In September 2021, recognizing that information technology (IT) could impact compliance with Federal consumer laws, the CFPB published a new section to its examination manual titled, "Compliance Management Review – Information Technology (CMR-IT)."
The new section acknowledges that as part of its Compliance Management System (CMS ) assessment, the CFPB may evaluate the technology controls of an institution and its service providers. The CFPB may also evaluate an institution's IT as it relates to compliance with Federal consumer financial laws.
The CMR- IT includes specific questions to evaluate:
- The board of directors interaction and oversight of its IT group (pages 5-7).
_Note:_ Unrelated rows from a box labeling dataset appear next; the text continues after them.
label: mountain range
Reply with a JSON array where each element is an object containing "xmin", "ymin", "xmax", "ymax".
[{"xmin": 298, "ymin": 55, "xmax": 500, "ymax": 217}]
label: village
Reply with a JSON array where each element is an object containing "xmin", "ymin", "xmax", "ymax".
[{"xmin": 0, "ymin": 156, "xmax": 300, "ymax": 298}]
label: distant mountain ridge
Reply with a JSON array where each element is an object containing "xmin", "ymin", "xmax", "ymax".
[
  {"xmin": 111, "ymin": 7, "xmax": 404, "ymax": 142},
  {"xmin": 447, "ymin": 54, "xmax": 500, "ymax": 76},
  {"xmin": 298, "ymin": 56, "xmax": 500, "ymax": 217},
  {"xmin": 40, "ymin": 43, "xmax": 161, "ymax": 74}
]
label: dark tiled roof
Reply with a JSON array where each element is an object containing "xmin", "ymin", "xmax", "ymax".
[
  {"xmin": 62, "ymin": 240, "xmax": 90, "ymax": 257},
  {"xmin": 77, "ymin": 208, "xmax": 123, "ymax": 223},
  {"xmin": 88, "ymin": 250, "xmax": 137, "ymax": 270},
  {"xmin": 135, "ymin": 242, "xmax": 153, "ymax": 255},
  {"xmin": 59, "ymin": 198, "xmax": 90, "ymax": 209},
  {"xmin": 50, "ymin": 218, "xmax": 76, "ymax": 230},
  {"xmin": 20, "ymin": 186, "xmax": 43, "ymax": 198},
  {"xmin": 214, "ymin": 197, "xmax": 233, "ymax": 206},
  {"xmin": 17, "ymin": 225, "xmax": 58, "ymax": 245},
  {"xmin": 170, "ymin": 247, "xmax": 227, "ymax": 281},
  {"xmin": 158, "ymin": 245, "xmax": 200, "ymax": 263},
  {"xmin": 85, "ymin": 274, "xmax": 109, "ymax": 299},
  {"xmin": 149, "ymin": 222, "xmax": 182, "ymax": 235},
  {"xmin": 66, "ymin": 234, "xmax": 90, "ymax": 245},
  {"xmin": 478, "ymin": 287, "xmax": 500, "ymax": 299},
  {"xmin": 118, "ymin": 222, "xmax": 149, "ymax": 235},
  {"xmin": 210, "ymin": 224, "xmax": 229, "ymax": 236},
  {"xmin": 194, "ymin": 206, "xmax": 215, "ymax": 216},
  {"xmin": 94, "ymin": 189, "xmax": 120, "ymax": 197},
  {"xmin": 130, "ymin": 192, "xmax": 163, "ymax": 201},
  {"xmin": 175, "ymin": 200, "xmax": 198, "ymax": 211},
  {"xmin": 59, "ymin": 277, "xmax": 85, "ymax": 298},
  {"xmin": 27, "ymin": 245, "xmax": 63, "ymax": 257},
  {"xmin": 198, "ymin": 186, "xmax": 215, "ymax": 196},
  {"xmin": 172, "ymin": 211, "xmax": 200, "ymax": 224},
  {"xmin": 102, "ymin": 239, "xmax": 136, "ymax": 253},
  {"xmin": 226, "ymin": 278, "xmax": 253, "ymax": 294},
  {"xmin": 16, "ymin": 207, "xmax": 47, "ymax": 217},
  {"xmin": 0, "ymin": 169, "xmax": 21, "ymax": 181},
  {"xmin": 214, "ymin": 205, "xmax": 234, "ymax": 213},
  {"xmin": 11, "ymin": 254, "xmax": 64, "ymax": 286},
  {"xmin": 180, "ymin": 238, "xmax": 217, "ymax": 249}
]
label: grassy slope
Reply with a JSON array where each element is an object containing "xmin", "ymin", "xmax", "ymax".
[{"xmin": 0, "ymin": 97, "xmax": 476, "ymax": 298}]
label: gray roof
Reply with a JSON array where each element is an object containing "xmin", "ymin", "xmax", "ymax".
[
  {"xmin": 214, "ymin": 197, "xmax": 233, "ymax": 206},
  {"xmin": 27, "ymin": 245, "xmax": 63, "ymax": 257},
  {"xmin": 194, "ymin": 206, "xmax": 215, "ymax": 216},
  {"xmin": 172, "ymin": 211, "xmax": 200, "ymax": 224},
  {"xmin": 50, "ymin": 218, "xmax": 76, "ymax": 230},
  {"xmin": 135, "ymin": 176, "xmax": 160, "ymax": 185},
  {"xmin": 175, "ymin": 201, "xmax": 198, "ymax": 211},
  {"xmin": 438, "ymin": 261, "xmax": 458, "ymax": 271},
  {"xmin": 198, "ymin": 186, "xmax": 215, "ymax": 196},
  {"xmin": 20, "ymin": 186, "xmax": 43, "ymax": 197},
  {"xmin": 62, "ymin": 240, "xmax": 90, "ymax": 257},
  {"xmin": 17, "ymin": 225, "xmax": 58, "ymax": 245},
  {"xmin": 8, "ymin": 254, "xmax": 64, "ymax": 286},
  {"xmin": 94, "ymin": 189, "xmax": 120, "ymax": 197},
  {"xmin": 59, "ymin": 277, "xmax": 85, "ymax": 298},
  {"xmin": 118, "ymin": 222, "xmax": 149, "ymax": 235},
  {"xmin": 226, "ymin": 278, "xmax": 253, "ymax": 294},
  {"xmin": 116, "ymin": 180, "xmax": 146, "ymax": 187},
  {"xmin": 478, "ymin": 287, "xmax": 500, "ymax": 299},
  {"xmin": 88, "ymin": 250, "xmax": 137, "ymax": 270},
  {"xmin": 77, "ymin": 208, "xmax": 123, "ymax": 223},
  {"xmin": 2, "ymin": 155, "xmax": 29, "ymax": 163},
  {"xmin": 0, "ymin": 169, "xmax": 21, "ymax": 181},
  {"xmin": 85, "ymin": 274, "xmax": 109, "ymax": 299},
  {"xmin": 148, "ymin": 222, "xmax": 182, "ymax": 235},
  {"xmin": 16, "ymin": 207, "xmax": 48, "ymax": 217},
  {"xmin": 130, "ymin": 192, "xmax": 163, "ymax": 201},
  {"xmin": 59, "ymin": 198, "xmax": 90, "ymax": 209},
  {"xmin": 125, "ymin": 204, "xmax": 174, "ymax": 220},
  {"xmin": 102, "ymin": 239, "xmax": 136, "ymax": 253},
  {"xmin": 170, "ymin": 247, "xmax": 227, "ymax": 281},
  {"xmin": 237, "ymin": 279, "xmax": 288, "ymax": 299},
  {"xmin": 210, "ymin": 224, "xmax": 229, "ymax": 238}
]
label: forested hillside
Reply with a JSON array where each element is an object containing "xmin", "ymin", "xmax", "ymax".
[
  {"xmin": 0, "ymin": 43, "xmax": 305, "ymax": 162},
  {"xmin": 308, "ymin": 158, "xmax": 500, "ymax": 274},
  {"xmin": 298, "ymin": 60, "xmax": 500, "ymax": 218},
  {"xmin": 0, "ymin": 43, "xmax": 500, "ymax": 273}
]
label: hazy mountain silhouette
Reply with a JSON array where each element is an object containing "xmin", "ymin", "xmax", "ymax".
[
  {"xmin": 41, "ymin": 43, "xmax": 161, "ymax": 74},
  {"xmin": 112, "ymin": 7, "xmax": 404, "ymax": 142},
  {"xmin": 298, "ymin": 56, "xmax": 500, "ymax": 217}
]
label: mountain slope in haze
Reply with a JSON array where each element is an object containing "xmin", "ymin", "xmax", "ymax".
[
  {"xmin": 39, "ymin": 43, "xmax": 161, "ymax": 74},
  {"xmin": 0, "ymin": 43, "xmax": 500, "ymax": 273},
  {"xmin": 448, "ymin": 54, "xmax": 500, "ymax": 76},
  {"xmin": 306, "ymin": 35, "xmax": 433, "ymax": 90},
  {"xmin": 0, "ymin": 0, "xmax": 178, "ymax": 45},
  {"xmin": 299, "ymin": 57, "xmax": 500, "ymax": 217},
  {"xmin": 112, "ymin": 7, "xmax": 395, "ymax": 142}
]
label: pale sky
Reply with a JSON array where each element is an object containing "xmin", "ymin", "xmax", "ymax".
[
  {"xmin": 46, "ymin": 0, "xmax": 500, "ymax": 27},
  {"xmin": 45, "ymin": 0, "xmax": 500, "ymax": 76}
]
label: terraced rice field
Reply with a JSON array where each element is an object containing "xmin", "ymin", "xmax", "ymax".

- How compliance and IT intersect when it comes to policies and procedures (pages 7-9).
- How employees are trained on IT-related issues, including security, and how IT staff is trained (page 10).
- Whether IT functions are properly audited and managed, including QA and QC (pages 12-13).
- Processes, procedures, and responses to IT-related consumer complaints (page 14).
- IT service provider functions and oversight (pages 15-16)
The new exam manual can be found here.
Any organization subject to the CFPB should be routinely reviewing its CMS, annually at a minimum, to ensure it meets the CFPB's expectations. When drafting or updating a CMS, these examination manuals are extremely helpful. While there is always going to be some nuance, the CFPB's examinations manuals give some pretty clear insight into what they CFPB will be reviewing if they come knocking.